A challenging yet rewarding listening experience.

Published on July 13, 2013

DAVID FELDER: “Inner Sky” = Rare Air; Blews; Tweener; Canzone XXXI; Rare Air: Boxmunsdottir; Requiescat; Inner Sky; Rocket Summer; Incendio; Rare Air: Boxmunsson; Dionysiacs;  Rare Air: Aria Da Capo – Slee Sinfonietta Ch. Orch., James Baker, Magnus Martensson, Brad Lubman, James Avery, June in Buffalo Festival Brass, Jean Kopperud, Stephen Gosling, Tom Kolor, Magnus Andersson, Mario Caroli, Ian Pace – Albany multichannel Pure Audio Blu-ray TROY 1418 (90:04) + CD (54:14) (Distributed by Albany) [6-11-13] ****:

This disc is a challenge to listen to and to write about. The works presented are modern and dissonant. They will not be to everyone’s taste. David Felder, born in 1953, writes chamber, choral, electronic and symphonic music. He has received a number of grants and commissions throughout his career and has taught composition at the University of Buffalo.

The 2-disc set from Albany is a first for me. One disc is a Blu-ray disc with multichannel audio. The only visual supplement are titles for each track. Then the screen goes to deep black. Disc 2 is standard CD with some of the same works, mixed for 2-channel stereo.
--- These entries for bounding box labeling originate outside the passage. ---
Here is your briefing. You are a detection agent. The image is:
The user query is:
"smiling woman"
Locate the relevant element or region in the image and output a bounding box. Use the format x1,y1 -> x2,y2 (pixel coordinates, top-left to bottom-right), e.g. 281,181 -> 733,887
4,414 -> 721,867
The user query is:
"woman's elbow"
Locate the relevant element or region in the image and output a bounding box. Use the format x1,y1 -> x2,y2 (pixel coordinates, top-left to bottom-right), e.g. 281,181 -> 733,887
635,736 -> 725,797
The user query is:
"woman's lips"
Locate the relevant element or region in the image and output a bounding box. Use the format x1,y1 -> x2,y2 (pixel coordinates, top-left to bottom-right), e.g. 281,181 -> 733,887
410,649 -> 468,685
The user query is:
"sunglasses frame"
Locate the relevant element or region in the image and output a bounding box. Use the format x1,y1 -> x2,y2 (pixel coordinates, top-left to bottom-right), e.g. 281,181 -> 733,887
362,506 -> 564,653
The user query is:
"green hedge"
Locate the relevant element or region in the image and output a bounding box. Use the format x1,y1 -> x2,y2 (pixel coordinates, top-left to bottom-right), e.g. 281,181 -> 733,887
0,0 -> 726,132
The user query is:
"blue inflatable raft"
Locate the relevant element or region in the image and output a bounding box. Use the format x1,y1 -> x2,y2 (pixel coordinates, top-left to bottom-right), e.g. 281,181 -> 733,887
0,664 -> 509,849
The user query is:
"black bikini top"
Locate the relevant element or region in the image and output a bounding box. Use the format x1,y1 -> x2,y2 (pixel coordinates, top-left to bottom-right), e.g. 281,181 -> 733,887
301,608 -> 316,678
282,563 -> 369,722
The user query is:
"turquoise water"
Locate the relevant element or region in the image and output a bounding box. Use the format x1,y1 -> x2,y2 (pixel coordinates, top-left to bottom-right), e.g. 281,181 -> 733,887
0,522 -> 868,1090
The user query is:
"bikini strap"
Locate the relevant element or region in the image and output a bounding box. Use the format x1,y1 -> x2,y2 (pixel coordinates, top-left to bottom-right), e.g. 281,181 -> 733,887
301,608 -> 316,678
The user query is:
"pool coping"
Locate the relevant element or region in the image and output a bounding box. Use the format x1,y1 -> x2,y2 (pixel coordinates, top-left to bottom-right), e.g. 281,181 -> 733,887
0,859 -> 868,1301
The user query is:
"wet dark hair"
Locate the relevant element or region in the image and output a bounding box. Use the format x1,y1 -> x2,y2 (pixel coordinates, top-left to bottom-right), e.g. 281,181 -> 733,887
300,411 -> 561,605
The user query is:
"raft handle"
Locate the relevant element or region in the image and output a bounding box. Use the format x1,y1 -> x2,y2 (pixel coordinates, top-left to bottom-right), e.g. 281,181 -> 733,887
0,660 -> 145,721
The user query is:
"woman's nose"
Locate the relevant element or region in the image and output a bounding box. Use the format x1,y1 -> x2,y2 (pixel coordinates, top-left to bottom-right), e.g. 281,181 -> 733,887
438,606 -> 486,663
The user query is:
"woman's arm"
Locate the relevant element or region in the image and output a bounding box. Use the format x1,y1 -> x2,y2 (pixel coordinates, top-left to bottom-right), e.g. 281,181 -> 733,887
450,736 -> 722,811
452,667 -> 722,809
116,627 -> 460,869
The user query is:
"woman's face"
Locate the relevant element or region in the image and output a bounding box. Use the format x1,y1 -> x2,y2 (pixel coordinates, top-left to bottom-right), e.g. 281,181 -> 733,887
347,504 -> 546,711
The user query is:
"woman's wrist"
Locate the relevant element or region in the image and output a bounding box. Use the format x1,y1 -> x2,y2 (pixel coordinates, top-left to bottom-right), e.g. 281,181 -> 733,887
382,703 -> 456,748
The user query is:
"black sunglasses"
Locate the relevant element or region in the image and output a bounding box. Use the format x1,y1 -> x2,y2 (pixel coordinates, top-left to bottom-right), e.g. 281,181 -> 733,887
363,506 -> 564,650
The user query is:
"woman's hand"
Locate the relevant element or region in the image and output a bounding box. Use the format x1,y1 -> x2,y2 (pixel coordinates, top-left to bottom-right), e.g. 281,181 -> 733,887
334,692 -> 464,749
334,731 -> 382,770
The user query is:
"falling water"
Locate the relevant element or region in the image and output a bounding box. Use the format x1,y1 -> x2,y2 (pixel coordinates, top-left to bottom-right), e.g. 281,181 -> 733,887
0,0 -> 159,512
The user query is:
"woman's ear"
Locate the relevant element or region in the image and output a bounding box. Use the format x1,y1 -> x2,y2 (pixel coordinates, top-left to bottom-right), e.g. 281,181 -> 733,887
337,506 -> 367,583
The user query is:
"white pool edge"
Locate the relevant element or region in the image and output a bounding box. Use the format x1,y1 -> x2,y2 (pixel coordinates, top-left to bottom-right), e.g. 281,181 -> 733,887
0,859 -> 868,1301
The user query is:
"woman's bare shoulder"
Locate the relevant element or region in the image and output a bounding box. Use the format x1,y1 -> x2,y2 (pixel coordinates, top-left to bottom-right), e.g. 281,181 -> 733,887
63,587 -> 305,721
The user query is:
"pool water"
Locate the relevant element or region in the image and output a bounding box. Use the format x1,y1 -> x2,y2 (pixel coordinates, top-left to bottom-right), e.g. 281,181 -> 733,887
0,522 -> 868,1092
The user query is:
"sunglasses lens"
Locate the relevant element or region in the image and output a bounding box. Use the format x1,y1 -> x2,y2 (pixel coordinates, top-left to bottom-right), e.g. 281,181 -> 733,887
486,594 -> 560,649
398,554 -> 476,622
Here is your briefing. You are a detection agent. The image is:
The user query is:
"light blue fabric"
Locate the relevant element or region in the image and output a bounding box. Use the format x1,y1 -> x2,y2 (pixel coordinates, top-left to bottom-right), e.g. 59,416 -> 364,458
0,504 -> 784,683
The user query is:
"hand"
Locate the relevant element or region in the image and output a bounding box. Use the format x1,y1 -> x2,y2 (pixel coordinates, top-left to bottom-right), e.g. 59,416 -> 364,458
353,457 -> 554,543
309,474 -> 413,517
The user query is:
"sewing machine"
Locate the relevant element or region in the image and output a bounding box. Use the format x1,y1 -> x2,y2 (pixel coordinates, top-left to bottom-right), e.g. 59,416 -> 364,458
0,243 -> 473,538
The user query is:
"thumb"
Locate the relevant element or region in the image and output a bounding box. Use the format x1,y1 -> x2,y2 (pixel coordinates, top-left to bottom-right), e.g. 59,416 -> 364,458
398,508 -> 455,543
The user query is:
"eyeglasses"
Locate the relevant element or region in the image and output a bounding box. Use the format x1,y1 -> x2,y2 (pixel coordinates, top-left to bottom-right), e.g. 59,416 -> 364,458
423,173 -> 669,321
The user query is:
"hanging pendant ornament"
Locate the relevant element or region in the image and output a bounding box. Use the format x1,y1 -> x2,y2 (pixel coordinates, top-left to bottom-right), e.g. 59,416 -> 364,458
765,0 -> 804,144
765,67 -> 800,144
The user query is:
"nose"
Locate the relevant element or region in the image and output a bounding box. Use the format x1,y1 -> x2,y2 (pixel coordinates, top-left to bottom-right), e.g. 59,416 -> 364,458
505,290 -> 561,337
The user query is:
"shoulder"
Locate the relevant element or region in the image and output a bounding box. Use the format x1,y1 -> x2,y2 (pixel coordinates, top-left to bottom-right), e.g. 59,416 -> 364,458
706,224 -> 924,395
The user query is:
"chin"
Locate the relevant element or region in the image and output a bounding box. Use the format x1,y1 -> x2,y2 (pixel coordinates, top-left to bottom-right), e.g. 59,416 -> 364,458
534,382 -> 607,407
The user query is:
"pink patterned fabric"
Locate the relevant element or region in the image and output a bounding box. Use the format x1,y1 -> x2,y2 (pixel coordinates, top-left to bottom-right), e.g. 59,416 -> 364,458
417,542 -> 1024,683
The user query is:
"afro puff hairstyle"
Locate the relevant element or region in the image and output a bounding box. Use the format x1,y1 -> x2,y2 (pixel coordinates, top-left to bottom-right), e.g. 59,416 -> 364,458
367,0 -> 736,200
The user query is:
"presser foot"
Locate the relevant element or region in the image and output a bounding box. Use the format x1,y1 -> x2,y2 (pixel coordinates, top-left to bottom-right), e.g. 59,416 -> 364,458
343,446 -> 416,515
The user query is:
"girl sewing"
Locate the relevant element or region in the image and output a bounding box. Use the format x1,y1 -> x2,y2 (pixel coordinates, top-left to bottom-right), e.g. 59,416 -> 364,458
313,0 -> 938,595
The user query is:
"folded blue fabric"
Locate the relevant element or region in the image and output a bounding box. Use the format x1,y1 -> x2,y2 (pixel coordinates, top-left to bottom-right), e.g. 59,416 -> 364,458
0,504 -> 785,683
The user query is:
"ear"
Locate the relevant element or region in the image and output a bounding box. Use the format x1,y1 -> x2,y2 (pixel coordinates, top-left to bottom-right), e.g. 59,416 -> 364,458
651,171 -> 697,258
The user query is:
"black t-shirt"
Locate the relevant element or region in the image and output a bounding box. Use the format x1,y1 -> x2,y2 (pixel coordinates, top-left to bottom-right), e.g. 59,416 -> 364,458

Disc 2 is not as complete as disc 1, and some of the disc 1 titles required multi channel playback and were thus deemed not appropriate for a standard stereo CD.

The music is performed by a small chamber group, often augmented by electronic instruments.  This review will focus on the Blu-ray disc, as it as the highest fidelity and provides the surround channels that some of the selections were composed for.

Among the highlights of the disc are Rocket Summer, inspired by the first chapter of the late Ray Bradbury’s Martian Chronicles, with pianist Ian Pace. I was also taken with the massed directional brass choirs in Canzone XXXI. Although the piece appears on both discs, the surround presentation is far more dramatic.

Also noteworthy is  the album’s title, Inner Sky, composed in 1994, scored for flute, percussion, piano and strings, accompanied by computer-generated instruments. Here again, the surround mix adds a great deal to the presentation.

The performers do very well with music that is technically difficult and takes a great deal of skill because of the challenging syncopation. As a sonic presentation, the disc is enveloping and puts you into a musical environment that will be strange, but ultimately fascinating.

This is not a disc to put on for a casual listen, or as background music. It will require your attention, but ultimately, it is rewarding for the exploration of these unique sonic creations. The disc is only recommended if you have a Blu-ray player to access the multichannel mixes. [The thinking behind this is that the penetration of Blu-ray players is higher than that of SACD and universal players...Ed.]